The reasons above are why Extreme Rising was doomed to fail from the beginning. The company wasn't a hardcore outfit trying to get into the market; it was a specific appeal to the fandom of those who loved a specific company. Meanwhile, that specific company blazed a goddamn trail. Paul Heyman and his band of merry scumbags and misfits were viral before viral was a thing with a name. They combined the brawling and weapon use of Memphis with a Japanese sensibility and a lack of fear to take the piss out of themselves and created something that had never been seen in America before. ECW was not successful because it followed a formula; it got unlikely equal billing with the WWF and WCW because it forged an unknown path and struck gold.

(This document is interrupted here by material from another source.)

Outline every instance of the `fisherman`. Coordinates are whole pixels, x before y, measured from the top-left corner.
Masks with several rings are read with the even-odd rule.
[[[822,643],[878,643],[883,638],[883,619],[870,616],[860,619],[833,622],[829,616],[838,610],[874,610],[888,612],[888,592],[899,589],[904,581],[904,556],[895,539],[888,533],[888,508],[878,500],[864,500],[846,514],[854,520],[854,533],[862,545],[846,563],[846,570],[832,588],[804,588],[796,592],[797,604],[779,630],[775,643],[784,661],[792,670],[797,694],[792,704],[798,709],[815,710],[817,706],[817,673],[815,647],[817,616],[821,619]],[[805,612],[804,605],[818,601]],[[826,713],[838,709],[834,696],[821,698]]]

WWE's ECW reboot, TNA's attempts at Hardcore Justice, the Extreme Reunions, Hardcore Homecomings, EVOLVE 10, and especially Extreme Rising all followed that same road map and tried tapping the same veins that Heyman and his company sucked dry. Is it any wonder that their successes were fleeting at best? Instead of trying to diverge from the path, however slight or drastic as was called for, they kept telling themselves that the gold was still there. Yet none of them learned a goddamn thing from any previous mistakes made.

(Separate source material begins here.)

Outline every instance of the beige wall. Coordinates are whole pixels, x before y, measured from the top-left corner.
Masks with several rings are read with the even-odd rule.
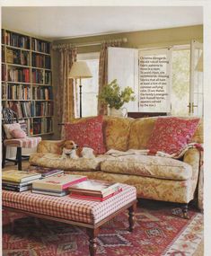
[[[75,38],[68,40],[61,40],[54,41],[53,43],[86,43],[109,40],[119,38],[127,38],[127,42],[124,43],[122,47],[127,48],[150,48],[162,47],[180,44],[189,44],[191,40],[196,40],[200,42],[203,41],[203,26],[189,26],[180,28],[170,28],[163,30],[144,31],[136,32],[126,32],[110,35],[92,36],[84,38]],[[78,53],[96,52],[100,51],[101,46],[89,46],[78,48]],[[57,88],[58,86],[58,52],[53,50],[52,53],[52,71],[53,71],[53,85],[54,85],[54,99],[57,97]],[[54,138],[59,138],[58,126],[55,108],[55,122],[54,122]]]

My guess is that Extreme Rising won't be the last time someone attempts capitalization on the specific ECW brand, but it should be. No other company's legacy has been ransacked like ECW's has, and the returns have diminished to the point of trickles. The next time someone has the grand idea of aping ECW, that person should not look at the specifics, but at the general idea of what Heyman, his agents, and his wrestlers did. Try something new. Do something that has never been done before, or at the very least, that has never been done before in the area you're promoting it. Forging ahead is how wrestling grows. Those mutants and manchildren shouting "Take it home!" to a guy working on dead legs? Leave those guys in the past where they fucking belong.